Kay also brought in some comics he had met on the stand-up circuit. “Like me, they hadn’t done any acting before this. But acting is bollocks, it’s just confidence,” he said. He did get some real actors in but reckoned “they’re so up their own arses”.
The second series of Phoenix Nights was last year’s fastest-selling DVD. His latest release, of his earlier series That Peter Kay Thing, has notched up 145,000 sales in its first week.
People tell him his humour should be more supercilious and aggressive, but he thinks “clever-dick” shows such as They Think It’s All Over are passé. In a surprising lapse he won The Sun’s opprobrium for his “sick” joke: “What’s black and white and wants feeding? Jill Dando’s cat.”
Then there is the north-south thing. He still lives in Bolton which he considers vital to his success. “I love being at home and being near the people I’ve always known. People think you have to go to London but I’d sooner give up than move there,” he said.
In Bolton he fell in love with Susan. They met nine years ago and were married in 2001. She was his first serious girlfriend: “Falling in love never really happened until Susan came along.” Part of the attraction, perhaps, is that she doesn’t laugh at his jokes.

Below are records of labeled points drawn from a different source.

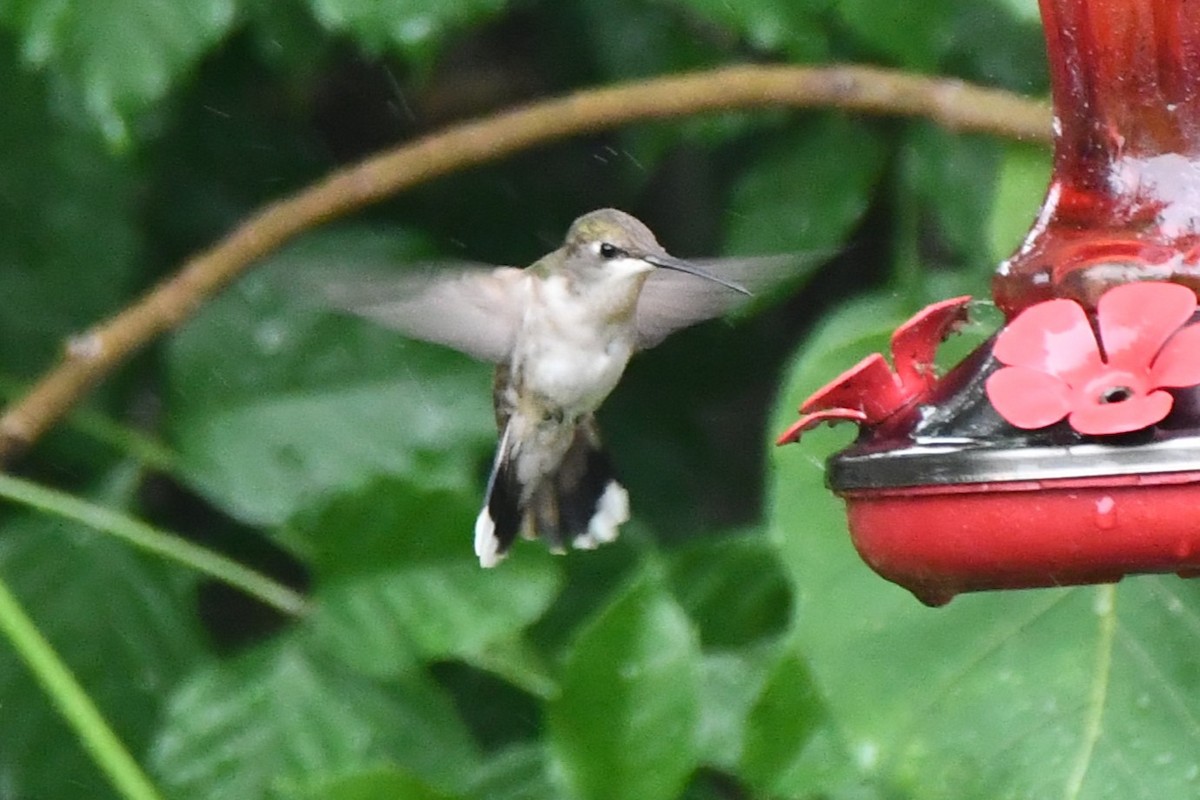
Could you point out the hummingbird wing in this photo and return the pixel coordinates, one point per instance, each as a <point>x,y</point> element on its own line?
<point>473,310</point>
<point>671,300</point>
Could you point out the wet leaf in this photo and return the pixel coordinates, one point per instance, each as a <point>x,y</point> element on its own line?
<point>118,55</point>
<point>123,624</point>
<point>69,238</point>
<point>805,190</point>
<point>282,720</point>
<point>413,29</point>
<point>399,582</point>
<point>624,725</point>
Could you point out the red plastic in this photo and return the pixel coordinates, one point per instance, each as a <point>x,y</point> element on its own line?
<point>939,542</point>
<point>1057,368</point>
<point>1123,206</point>
<point>869,392</point>
<point>1122,202</point>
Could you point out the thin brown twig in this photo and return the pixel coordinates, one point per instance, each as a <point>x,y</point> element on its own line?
<point>90,356</point>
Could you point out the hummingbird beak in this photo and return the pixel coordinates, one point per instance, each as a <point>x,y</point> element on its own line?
<point>679,265</point>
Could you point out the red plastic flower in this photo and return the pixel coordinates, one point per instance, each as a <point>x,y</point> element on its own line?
<point>1056,367</point>
<point>870,392</point>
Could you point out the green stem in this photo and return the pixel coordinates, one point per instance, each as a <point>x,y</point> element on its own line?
<point>153,540</point>
<point>72,702</point>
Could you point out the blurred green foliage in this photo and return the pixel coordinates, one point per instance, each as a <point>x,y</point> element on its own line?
<point>731,644</point>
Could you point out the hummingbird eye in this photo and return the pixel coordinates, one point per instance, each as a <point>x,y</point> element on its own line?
<point>610,251</point>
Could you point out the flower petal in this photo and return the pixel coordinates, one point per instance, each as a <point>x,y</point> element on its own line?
<point>810,421</point>
<point>1177,364</point>
<point>1053,337</point>
<point>1029,398</point>
<point>915,343</point>
<point>1133,414</point>
<point>868,386</point>
<point>1137,318</point>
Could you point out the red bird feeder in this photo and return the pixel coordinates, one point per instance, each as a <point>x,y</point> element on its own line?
<point>1066,450</point>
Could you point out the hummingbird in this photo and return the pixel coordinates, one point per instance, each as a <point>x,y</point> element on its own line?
<point>561,334</point>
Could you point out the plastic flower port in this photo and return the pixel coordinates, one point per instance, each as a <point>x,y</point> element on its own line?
<point>1056,367</point>
<point>869,392</point>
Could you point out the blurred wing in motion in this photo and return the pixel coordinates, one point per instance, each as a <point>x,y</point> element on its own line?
<point>671,300</point>
<point>474,310</point>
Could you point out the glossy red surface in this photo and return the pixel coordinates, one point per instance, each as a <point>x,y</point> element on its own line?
<point>1123,200</point>
<point>942,541</point>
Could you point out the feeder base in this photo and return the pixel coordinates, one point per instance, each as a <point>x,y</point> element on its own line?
<point>939,541</point>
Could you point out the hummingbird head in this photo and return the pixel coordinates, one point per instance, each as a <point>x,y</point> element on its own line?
<point>607,244</point>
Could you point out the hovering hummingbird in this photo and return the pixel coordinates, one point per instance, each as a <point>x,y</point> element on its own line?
<point>561,334</point>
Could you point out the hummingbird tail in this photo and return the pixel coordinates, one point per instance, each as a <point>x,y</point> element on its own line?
<point>583,504</point>
<point>496,528</point>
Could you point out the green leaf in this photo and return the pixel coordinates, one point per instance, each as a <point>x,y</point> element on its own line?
<point>1024,178</point>
<point>1081,692</point>
<point>117,55</point>
<point>624,725</point>
<point>953,184</point>
<point>784,719</point>
<point>916,34</point>
<point>415,30</point>
<point>408,585</point>
<point>731,683</point>
<point>795,28</point>
<point>283,720</point>
<point>804,190</point>
<point>274,405</point>
<point>376,783</point>
<point>69,240</point>
<point>123,624</point>
<point>517,773</point>
<point>733,588</point>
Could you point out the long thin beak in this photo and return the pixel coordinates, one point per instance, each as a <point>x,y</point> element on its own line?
<point>679,265</point>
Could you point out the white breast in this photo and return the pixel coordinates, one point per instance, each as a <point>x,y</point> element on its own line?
<point>574,350</point>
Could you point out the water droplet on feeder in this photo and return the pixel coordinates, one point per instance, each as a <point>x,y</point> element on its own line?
<point>1105,512</point>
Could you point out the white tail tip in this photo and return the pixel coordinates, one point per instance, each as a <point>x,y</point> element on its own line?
<point>487,546</point>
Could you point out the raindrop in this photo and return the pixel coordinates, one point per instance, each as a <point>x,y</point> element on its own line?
<point>270,336</point>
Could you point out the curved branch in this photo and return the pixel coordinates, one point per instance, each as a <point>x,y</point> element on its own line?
<point>91,355</point>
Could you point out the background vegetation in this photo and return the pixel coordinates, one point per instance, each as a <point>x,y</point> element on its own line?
<point>731,644</point>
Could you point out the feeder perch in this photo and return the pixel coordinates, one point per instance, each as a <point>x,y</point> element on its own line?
<point>1065,450</point>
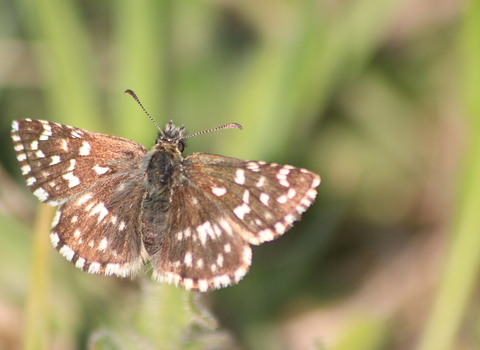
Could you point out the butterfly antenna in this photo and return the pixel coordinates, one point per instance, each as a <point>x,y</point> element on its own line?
<point>135,97</point>
<point>226,126</point>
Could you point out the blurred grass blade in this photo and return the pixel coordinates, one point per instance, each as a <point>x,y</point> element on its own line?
<point>65,59</point>
<point>462,265</point>
<point>142,36</point>
<point>37,315</point>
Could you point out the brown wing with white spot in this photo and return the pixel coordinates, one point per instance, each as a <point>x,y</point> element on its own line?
<point>221,206</point>
<point>99,231</point>
<point>264,198</point>
<point>60,161</point>
<point>90,176</point>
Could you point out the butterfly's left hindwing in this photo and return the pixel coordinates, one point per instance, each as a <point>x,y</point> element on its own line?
<point>220,206</point>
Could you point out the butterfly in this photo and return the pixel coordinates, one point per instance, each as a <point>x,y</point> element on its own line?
<point>120,205</point>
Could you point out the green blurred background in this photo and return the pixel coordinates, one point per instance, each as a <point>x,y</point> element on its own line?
<point>378,97</point>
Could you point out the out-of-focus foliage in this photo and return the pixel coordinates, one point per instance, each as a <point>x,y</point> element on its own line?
<point>378,97</point>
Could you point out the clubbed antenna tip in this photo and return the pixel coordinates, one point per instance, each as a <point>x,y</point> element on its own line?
<point>226,126</point>
<point>135,97</point>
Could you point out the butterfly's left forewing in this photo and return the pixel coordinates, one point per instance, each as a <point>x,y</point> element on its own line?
<point>220,207</point>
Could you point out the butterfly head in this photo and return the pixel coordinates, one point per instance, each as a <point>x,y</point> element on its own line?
<point>173,136</point>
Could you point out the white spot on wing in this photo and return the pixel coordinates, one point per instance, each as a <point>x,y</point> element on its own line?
<point>72,179</point>
<point>84,149</point>
<point>103,244</point>
<point>260,182</point>
<point>54,239</point>
<point>188,259</point>
<point>242,210</point>
<point>101,210</point>
<point>67,252</point>
<point>80,263</point>
<point>240,177</point>
<point>264,198</point>
<point>41,194</point>
<point>219,191</point>
<point>55,160</point>
<point>26,169</point>
<point>100,170</point>
<point>94,267</point>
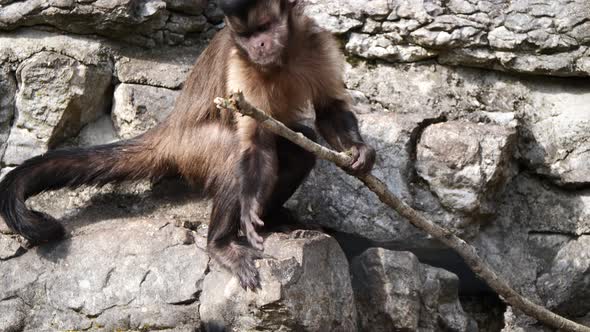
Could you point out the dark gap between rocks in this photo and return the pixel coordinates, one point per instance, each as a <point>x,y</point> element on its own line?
<point>476,297</point>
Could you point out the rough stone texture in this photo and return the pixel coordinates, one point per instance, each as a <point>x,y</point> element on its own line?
<point>137,108</point>
<point>556,139</point>
<point>305,286</point>
<point>140,22</point>
<point>57,96</point>
<point>566,285</point>
<point>398,51</point>
<point>465,164</point>
<point>112,275</point>
<point>7,96</point>
<point>538,37</point>
<point>394,292</point>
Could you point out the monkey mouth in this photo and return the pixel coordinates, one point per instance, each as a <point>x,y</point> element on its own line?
<point>268,60</point>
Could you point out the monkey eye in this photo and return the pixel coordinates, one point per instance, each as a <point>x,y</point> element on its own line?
<point>263,27</point>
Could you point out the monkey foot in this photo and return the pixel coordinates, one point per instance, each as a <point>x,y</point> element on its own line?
<point>245,268</point>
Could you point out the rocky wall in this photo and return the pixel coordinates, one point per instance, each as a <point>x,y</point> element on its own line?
<point>480,114</point>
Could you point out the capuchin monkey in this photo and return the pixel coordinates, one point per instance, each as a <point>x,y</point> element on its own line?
<point>282,62</point>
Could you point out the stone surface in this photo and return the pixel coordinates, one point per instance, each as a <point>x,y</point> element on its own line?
<point>466,164</point>
<point>113,275</point>
<point>556,139</point>
<point>394,292</point>
<point>137,108</point>
<point>305,286</point>
<point>7,96</point>
<point>565,286</point>
<point>57,96</point>
<point>146,23</point>
<point>399,54</point>
<point>544,37</point>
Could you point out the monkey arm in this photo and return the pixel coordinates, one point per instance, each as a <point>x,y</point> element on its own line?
<point>339,127</point>
<point>257,175</point>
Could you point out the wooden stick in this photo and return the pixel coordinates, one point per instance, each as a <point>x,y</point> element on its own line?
<point>236,103</point>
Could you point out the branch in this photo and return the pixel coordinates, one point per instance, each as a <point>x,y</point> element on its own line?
<point>236,103</point>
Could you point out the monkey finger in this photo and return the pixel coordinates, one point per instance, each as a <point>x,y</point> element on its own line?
<point>254,239</point>
<point>257,221</point>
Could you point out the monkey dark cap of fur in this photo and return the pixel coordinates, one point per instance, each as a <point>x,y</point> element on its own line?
<point>282,62</point>
<point>236,7</point>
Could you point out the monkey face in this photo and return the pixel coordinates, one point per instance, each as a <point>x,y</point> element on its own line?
<point>260,29</point>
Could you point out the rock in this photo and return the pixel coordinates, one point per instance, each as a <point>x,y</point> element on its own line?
<point>193,7</point>
<point>114,275</point>
<point>394,292</point>
<point>137,108</point>
<point>333,199</point>
<point>382,47</point>
<point>566,284</point>
<point>166,68</point>
<point>466,164</point>
<point>101,131</point>
<point>547,37</point>
<point>23,44</point>
<point>9,247</point>
<point>555,139</point>
<point>145,23</point>
<point>549,210</point>
<point>57,96</point>
<point>305,286</point>
<point>7,94</point>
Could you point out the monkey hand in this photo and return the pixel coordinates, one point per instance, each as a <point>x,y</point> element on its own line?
<point>249,221</point>
<point>363,158</point>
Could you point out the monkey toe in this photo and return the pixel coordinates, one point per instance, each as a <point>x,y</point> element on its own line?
<point>255,240</point>
<point>247,272</point>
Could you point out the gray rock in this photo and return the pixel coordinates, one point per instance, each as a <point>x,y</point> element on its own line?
<point>7,96</point>
<point>466,164</point>
<point>394,292</point>
<point>9,246</point>
<point>112,275</point>
<point>336,200</point>
<point>556,139</point>
<point>566,285</point>
<point>137,108</point>
<point>162,68</point>
<point>546,37</point>
<point>305,286</point>
<point>23,44</point>
<point>194,7</point>
<point>143,23</point>
<point>383,47</point>
<point>57,96</point>
<point>101,131</point>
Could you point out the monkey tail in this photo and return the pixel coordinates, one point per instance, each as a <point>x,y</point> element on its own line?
<point>72,168</point>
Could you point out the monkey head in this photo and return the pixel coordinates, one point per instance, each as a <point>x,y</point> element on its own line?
<point>260,28</point>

He had been planning the wedding music since he was 14 years old: “When it came to the big day I hardly changed a thing: Xanadu by Olivia Newton-John, Dancing Queen by Abba.”
Unlike many boys he never deserted pop for rock. Which helps to explain his tie-up with Tony Christie, a crooner from south Yorkshire whose 1970s hit Is This the Way to Amarillo was sung hilariously by the bouncers in Phoenix Nights. Christie is to sing the theme tune of Kay’s new series Road to Nowhere, a spin-off beginning on Channel 4 next month that charts a road trip by the club’s clueless bouncers.